If you're looking for a true SPL setup, you'll be tuning your enclosure relative to _your vehicle's_ resonant frequency anyway, not your sub's. It will be higher than your sub's Fs.


----------



## subwoofery (Nov 9, 2008)

TREETOP said:


> If you're looking for a true SPL setup, you'll be tuning your enclosure relative to _your vehicle's_ resonant frequency anyway, not your sub's. It will be higher than your sub's Fs.


He's got a point  

Kelvin


----------



## koolkool (Jun 13, 2008)

I thought that if maybe i can get a subwoofer which has a Fs the same to my cabin gain frequency ,and made a box tuned at the Fs ,it will do good ? ..


----------



## Mr.Lovr (Mar 29, 2010)

doesnt the driver itself's impedance dramatically rise at its FS though . (way less power)
or that is out the window also with box tuning


----------



## mattyjman (Aug 6, 2009)

also in that thread listed there is talk about the fs of the driver changing once you put it in a box anyway... almost a useless spec. but you probably saw that already. 

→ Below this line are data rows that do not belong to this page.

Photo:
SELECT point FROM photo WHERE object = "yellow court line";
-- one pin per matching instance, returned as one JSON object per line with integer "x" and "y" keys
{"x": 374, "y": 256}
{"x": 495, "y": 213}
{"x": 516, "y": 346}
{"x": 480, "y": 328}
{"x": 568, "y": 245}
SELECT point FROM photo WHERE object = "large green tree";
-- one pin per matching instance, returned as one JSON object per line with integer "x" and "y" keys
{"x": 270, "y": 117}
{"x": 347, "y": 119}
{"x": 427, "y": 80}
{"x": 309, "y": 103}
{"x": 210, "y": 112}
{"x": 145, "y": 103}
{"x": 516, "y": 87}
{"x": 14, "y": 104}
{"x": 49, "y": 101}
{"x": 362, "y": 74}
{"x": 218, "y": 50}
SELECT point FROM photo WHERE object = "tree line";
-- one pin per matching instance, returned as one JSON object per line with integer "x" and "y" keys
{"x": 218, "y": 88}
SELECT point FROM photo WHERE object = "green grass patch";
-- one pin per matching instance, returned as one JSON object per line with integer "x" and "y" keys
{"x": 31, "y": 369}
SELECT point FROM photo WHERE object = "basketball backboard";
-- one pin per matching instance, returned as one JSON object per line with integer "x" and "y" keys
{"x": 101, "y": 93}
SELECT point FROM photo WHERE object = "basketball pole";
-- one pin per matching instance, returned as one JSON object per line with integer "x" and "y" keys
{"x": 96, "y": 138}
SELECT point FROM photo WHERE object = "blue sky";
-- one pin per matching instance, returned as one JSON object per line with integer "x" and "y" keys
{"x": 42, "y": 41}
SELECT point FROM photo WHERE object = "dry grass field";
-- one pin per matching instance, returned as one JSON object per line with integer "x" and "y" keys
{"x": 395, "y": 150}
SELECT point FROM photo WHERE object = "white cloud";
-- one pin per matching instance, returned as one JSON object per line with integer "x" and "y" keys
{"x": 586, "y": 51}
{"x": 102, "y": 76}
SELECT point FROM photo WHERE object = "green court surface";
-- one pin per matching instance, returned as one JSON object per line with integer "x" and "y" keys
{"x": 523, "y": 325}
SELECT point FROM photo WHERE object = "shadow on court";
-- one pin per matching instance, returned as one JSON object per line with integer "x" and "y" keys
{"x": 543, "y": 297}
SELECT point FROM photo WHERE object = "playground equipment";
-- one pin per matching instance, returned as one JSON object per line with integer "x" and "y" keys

find the peak of your cabin gain, tune your box to that frequency and go from there


----------



## Oliver (Jun 25, 2007)

Mr.Lovr said:


> doesnt the driver itself's impedance dramatically rise at its FS though . (way less power)
> or that is out the window also with box tuning


*Bingo ^^^*

How does one change the natural resonating frequency of an object ?

If you mass load a tuning fork or shave off some metal it will vibrate at a different frequency . . . albeit not as it was designed 



> *Fs Driver free air resonance, in Hz. This is the point at which driver impedance is maximum. *"This parameter is the free-air resonant frequency of a speaker. Simply stated, it is the point at which the weight of the moving parts of the speaker becomes balanced with the force of the speaker suspension when in motion. If you've ever seen a piece of string start humming uncontrollably in the wind, you have seen the effect of reaching a resonant frequency. _It is important to know this information so that you can prevent your enclosure from 'ringing'._ With a loudspeaker, the mass of the moving parts, and the stiffness of the suspension (surround and spider) are the key elements that affect the resonant frequency. As a general rule of thumb, a lower Fs indicates a woofer that would be better for low-frequency reproduction than a woofer with a higher Fs. This is not always the case though, because other parameters affect the ultimate performance as well."


----------



## tinctorus (Oct 5, 2009)

TREETOP said:


> If you're looking for a true SPL setup, you'll be tuning your enclosure relative to _your vehicle's_ resonant frequency anyway, not your sub's. It will be higher than your sub's Fs.


Does a 3 wheel bicycle even HAVE a resonant frequency???:laugh::laugh:


----------